On pourrait voir dans ce film singulier, évidemment tourné dans un studio bien de chez nous, un manifeste féministe. En réalité, il s'agit d'une querelle civilisationnelle -la question religieuse n'est pas abordée explicitement- où la France patriarcale fait la leçon à une Turquie encore plus patriarcale. Avec son audace et son impertinence, son bon sens franchouillard, Viviane Romance ne craint pas de dire leur fait aux hiérarques de la Grande Porte. Elle qualifie même certaines postures locales de simagrées et le port du voile de carnaval...C'est tout l'intérêt et la saveur de ce film.

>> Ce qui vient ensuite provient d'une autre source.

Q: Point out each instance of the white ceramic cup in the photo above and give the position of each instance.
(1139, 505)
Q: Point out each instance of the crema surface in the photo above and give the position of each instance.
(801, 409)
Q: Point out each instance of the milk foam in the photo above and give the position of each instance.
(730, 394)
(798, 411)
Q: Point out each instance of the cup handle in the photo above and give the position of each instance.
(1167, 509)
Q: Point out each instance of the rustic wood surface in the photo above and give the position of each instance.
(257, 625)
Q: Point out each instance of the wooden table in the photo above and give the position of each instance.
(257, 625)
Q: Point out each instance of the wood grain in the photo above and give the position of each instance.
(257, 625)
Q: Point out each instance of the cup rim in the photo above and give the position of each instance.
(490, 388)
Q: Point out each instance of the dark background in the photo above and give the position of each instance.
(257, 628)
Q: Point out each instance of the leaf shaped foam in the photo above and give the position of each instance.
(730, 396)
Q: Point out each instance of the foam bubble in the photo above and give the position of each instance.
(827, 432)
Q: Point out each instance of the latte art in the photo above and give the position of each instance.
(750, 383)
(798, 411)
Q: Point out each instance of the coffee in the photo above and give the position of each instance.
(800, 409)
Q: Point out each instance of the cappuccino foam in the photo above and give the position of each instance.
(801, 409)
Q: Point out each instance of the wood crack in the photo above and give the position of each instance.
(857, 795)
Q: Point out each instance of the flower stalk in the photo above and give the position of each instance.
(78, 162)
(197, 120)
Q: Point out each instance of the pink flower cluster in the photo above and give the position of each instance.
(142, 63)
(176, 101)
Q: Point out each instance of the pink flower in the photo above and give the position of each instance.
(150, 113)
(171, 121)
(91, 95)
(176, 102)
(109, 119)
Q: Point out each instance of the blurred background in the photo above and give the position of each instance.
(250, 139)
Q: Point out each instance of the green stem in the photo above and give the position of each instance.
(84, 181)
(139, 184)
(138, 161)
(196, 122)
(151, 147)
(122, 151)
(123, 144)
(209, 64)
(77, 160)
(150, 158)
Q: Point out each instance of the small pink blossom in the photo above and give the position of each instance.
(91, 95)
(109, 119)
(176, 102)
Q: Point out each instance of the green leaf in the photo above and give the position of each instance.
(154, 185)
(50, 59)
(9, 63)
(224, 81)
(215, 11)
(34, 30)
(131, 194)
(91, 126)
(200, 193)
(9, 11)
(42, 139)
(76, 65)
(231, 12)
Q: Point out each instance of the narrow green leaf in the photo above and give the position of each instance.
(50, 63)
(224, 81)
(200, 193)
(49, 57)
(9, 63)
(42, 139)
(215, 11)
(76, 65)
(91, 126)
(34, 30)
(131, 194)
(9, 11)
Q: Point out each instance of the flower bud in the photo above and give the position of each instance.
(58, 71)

Il y a du mépris dans ce complexe de supériorité occidental, comme on peut le voir dans cette séquence cocasse et hallucinante d'ouvriers français spécialement requis pour installer l'électricité dans le palais du sultan... Ou comme on peut l'entendre, dans ses considérations sur les élites turques corrompues et voleuses. Le seul point marqué par les Ottomans, c'est la critique du divorce et du remariage en France. De là à penser que l'Eglise catholique se cache derrière le scénario, il n'y a qu'un pas.
Le sujet et le film ne volent pas haut. Mais ils sont amusants à double titre. D'une part, on y trouve des scènes de comédie assumées : Saturnin Fabre est impayable en dignitaire turc ; Dalio, si habitué, le pauvre, aux rôles de métèques, est amusant dans l'emploi de Sa Grandeur, sultan autoritaire mais petit homme chétif et creux. Et d'autre part, il y ce comique involontaire attaché à une représentation caricaturale de l'orientalisme et à une rhétorique très simpliste en matière de mœurs. L'attaque est frontale, et on peut se demander si le film a suscité des protestations diplomatiques.